Saturday, 18 August 2007

Safeguarding Workers' Rights in Malta

There was a time in Malta, over 20 years ago, when the Malta Labour Party (MLP) and the General Workers Union (GWU) worked very hard to put an end to the unemployment problem tormenting various members of the Maltese society. The same organisations were also viewed as champions of workers' rights. During those days, the commitment to promote socialist beliefs was clearly evident when one listened to the representatives of the MLP and of the GWU.

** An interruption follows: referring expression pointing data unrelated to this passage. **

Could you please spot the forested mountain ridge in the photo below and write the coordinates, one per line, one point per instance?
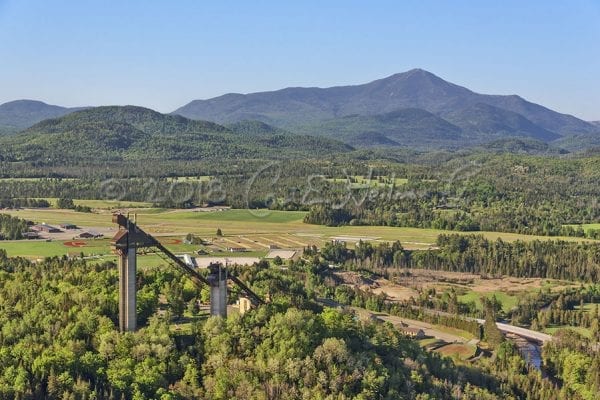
(21, 114)
(310, 109)
(136, 133)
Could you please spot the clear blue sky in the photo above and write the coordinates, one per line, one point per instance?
(162, 54)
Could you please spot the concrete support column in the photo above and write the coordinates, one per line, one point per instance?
(127, 290)
(218, 291)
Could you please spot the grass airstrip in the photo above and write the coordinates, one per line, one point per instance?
(255, 231)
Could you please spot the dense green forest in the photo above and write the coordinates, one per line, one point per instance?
(59, 340)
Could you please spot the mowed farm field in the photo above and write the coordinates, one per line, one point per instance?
(253, 230)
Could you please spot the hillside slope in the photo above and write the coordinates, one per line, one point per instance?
(297, 107)
(135, 133)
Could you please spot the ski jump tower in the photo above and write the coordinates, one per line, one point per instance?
(125, 244)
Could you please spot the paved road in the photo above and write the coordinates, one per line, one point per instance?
(428, 329)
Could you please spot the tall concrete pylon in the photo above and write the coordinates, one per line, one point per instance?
(127, 290)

Nowadays, it seems that both the MLP and the GWU need to reinsert the word "socialism" into their agendas. I cannot understand why there appears to be so little mention of the socialist ideology by the people who are suppoesdly struggling to transform the Maltese society into a perfectly socialist one. By adhering to ideological principles, it becomes easier to focus on the main goals that an organisation would like to achieve. Of course, such principles should not be seen as dogmas, but as guides to action. To those familiar with Marx's work, this notion is not new.

Over the past few years, Malta has witnessed a growing level of tension with respect to the idea of foreigners working here. As a Socialist, my stance is an internationalist one; I view all workers as human beings who have the same rights, regardless of their passport country. Nationality is something which is usually imposed on a person; which person was ever asked where he/she would like to be born? The typical employer rarely cares about an employee's nationality; he/she is normally more interested in determining the extent to which that person could contribute to increasing one's profit at a very low cost.

When it comes to employment, I believe that all human beings are born with the same right to have a job with a living wage and decent conditions. While some people would prefer to promote racist conflicts between the inhabitants of one country and another, I think that we ought to focus on safeguarding workers' rights, regardless of their nationality.

The MLP and the GWU need to keep their eyes wide open to monitor what is going on in various workplaces in Malta. Courses should be organised to inform workers about their rights and demonstrations should also be carried out against any acts of exploitation that cripple the lives of countless workers. Whoever turns a blind eye to such matters cannot be regarded as a socialist.

To conclude, I would like to mention the message of a poster that was used by one of the leftist political parties in Italy for Workers' Day. The poster stated that regardless of a person's skin colour, sweat has the same colour on everyone's skin. Let us all unite to safeguard workers' rights in Malta and in the world!

1 comment:

La delirante said...

I believe the political parties have somehow forgotten what their ideologies are supposed to be. They are just interested in getting to power. I read some days ago about a labour MP who suggested the need for a bus for coloured people living in Marsa. Have they forgotten the apartheid? What do they really believe in?